A Financial Mentor Request
I saw a coworker the other day
She made an unexpected financial mentor request to help her son get started with investing.
I don't usually come out from my lair at work. I'm too busy controlling the world with my privilege most days but on this day I had a visitor. She's around my same age and has my same position in our Union Manufacturing Factory. I'm pretty friendly with most people around this joint and especially the ones I've worked closely with in the past.
A few years ago I had to train this woman to replace me in my job so we worked a lot of 12 hour shifts together. You tend to learn about your coworkers working those long hours and if you don't work life can be a series of very long days without some chatting.
Kathy had initially stopped by to ask a question about some union business but that turned out to be nothing and we were just bullshitting and talking about life and family for a few minutes. I was asking about her family and I knew her son was a relatively recent high school graduate who wasn't on the college track, at least right away. She told me he was working and the job was pretty good. At the same time I was slapping together some stats for a blog post about the Smidlap Misguided Portfolio of Individual Stocks. The ticker symbol is SMPIS. Don't you think that's funny? I could barely contain myself when I typed that humorous sarcasm! I happened to mention that if she ever wanted to know about any of this stuff I do a lot of finance related reading and writing as a hobby. I think she knew because she came to me last year with some questions about changing state tax withholding or some such.
She had mentioned her boy had this new job that was pretty good with benefits and everything and he was still living at home. It sounds like the kid is just starting to figure out life a little bit and they don't mind him living at home for now. What she really was interested in was motivating him to save and invest for his future. I could have easily just pointed her to the Malevolent Missy Series and called it a day. Those are a series of posts about a young person just starting out and making their own money for the 1st time and some sound financial moves I wished I had made at that age. It's pretty basic personal finance stuff but I'm always surprised by how many people have never heard even the basics. Then she surprised me when she said "maybe you could talk to him, Freddy?" It took me a second to shake off that surprising suggestion/request. I told her that I would be happy to do so.
I'm thinking of showing him something like this one: Financial Independence From Working in a Factory?
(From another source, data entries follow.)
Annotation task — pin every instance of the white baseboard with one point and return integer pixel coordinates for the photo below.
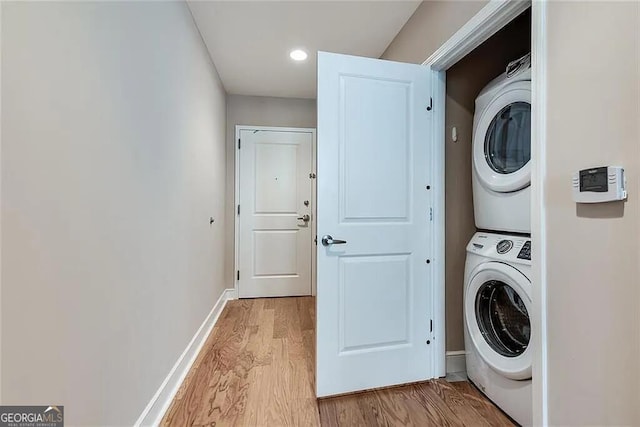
(456, 361)
(155, 410)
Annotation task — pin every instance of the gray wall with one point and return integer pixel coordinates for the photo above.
(256, 111)
(113, 160)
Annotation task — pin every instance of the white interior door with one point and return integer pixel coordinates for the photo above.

That was the one that illustrates the difference between Raging Reginald who eschewed college and started working right out of high school and Lucky Lucinda who got the fancy degree and the student loans and is smug at parties with all her fancy words like "actually" and "amazing." I'm think of something along the lines of a compound interest chart showing the growth of even $100/month if he never taps that money in a Roth IRA and how much that can grow over 20 years or more. I really want to emphasize consistency and just getting started for now. If the kid is anything like the average person he'll realize how well the simple system can work and will want to up the contributions as he matures and probably makes more money as time passes. We'll review his 401k options and make sure he's getting a match if that is available. That should be sufficient for now as a favor to a friend, don't you think?
Why did she ask me in particular? I think it's just because kids don't like to listen to their parents but an outside voice and lay out the same information and maybe get better results. I sure hope she follows up on this as it turns out I get pretty enthusiastic to help someone with something so simple. Anything else you think I should add? Has anyone ever asked you about help with relatively simple financial moves?
Oh, and I don't want to take any kind of pontificating tone. I think it's best to leave the bread crumbs as clues and let the person think they figured out what you wanted them to learn on their own! Have you ever had a financial mentor request to help out?

Would you let this fool talk to your kid about money?